The host of this NSDF event, Andy Apollo, has featured in blockbusters such as 1917 and Murder on the Orient Express, and is set to appear in Netflix’s new fantasy series Shadow and Bone. Josh O’Connor is best known for his role as a young Prince Charles in the Netflix series The Crown, for which he recently won a Golden Globe. Apollo began the masterclass by asking O’Connor how he felt about winning such an accolade. He truthfully replied that the idea of competition in acting is “silly” and while it was nice to be acknowledged, he highlighted how awards are mainly centred around business and marketing.

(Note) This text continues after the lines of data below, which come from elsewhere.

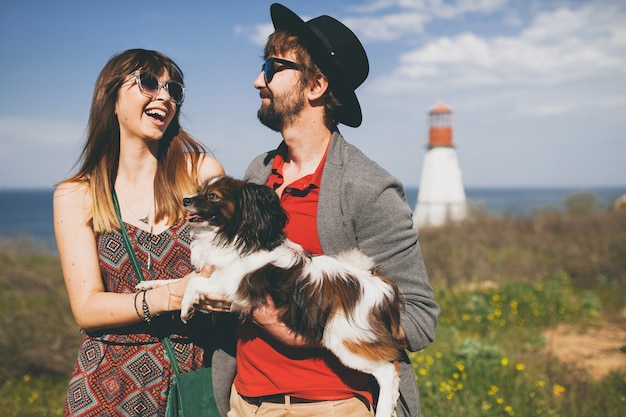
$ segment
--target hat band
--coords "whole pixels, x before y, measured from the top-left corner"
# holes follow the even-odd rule
[[[339,68],[340,72],[343,74],[345,71],[344,65],[340,59],[335,58],[335,50],[333,49],[333,45],[330,43],[330,40],[328,40],[328,37],[326,37],[326,35],[324,35],[324,33],[320,31],[317,26],[309,25],[309,28],[317,35],[318,39],[322,42],[322,44],[328,51],[328,56],[331,57],[332,62]]]
[[[328,40],[328,38],[326,37],[326,35],[324,35],[324,33],[322,33],[316,26],[310,25],[309,28],[311,28],[311,30],[313,32],[315,32],[315,34],[317,35],[319,40],[322,41],[322,43],[324,44],[324,46],[328,50],[329,54],[331,56],[334,56],[335,55],[335,51],[333,50],[333,46],[331,45],[331,43]]]

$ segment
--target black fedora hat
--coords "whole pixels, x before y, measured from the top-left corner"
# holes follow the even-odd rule
[[[300,38],[313,62],[328,78],[331,90],[341,102],[337,122],[359,126],[363,116],[354,90],[367,78],[369,62],[356,35],[330,16],[319,16],[305,22],[278,3],[270,6],[270,15],[275,29]]]

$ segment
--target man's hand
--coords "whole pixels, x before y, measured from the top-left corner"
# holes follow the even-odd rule
[[[230,306],[230,301],[223,295],[205,294],[199,303],[193,305],[193,308],[210,313],[230,313]]]
[[[265,304],[257,307],[252,312],[252,321],[269,333],[274,339],[289,347],[321,347],[317,343],[311,343],[304,336],[293,332],[278,319],[278,309],[274,300],[269,295]]]

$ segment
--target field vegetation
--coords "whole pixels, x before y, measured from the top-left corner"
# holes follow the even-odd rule
[[[425,417],[623,415],[626,213],[574,195],[420,241],[442,307],[436,341],[411,354]],[[576,350],[590,340],[604,344]],[[62,415],[79,342],[56,255],[0,241],[2,414]]]

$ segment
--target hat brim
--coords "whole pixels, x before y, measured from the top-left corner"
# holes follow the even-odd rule
[[[350,87],[350,82],[345,79],[337,62],[332,58],[329,47],[324,45],[322,39],[304,20],[282,4],[272,4],[270,15],[274,29],[284,30],[298,36],[302,45],[311,54],[313,62],[328,78],[333,93],[341,102],[341,107],[336,114],[337,122],[350,127],[360,126],[363,120],[361,105],[354,90]]]

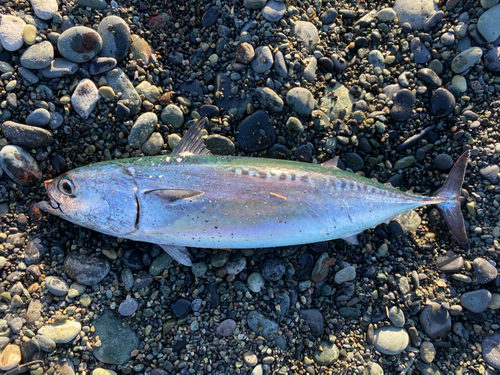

It was this no holds barred approach that characterised the discussion, which then focused on O’Connor’s dyslexia and how this functions alongside his acting career. He views it as a positive thing, as in the arts “you’re encouraged to think outside the box and great art comes from thinking in a different way”. His motivation to pursue acting came from “wanting to be popular and impress people” and the drama studio was where he felt most comfortable at school and at ease with his dyslexia.
The dialogue around the struggles with the life of acting was where the event really came alive. Attendees learned that Apollo and O’Connor have been close friends since drama school where they lived together while studying and working. They exposed the unglamourous side of auditioning, which often had a less than 24 hour turnaround, and not having enough energy to put into the auditions because of the many part time jobs they had to juggle in order to live. At one point, O’Connor was balancing four jobs on top of auditions, and he stressed to aspiring actors that you lose control over your day-to-day life. Your schedule depends on what jobs you get or auditions you go for, and this massively affects your personal life. He emphasised that it is important to have some kind of support system beneath you to fall back on when things get tough.
O’Connor is a passionate advocate for mental health, which he referenced in his Golden Globes acceptance speech. He admitted that acting is a psychologically difficult job as actors spend most of their time empathising and losing themselves in fictional worlds, which can make it easy to lose the patterns of normal life. It is important not to rely on validation from jobs, and even if you love a particular role, the comedown once filming wraps can be harsh. He recommended self care practices such as meditation or exercise, as “actors only have their expression and they have to keep that in check, like a race car driver tends to their car”.
When finally asked for the favourite moments of his acting career, O’Connor settled on getting his first audition for the Royal Shakespeare Company and his first episode of The Crown. He insisted that he feels incredibly lucky, and sees the auditions as the hard work and the acting jobs as a holiday.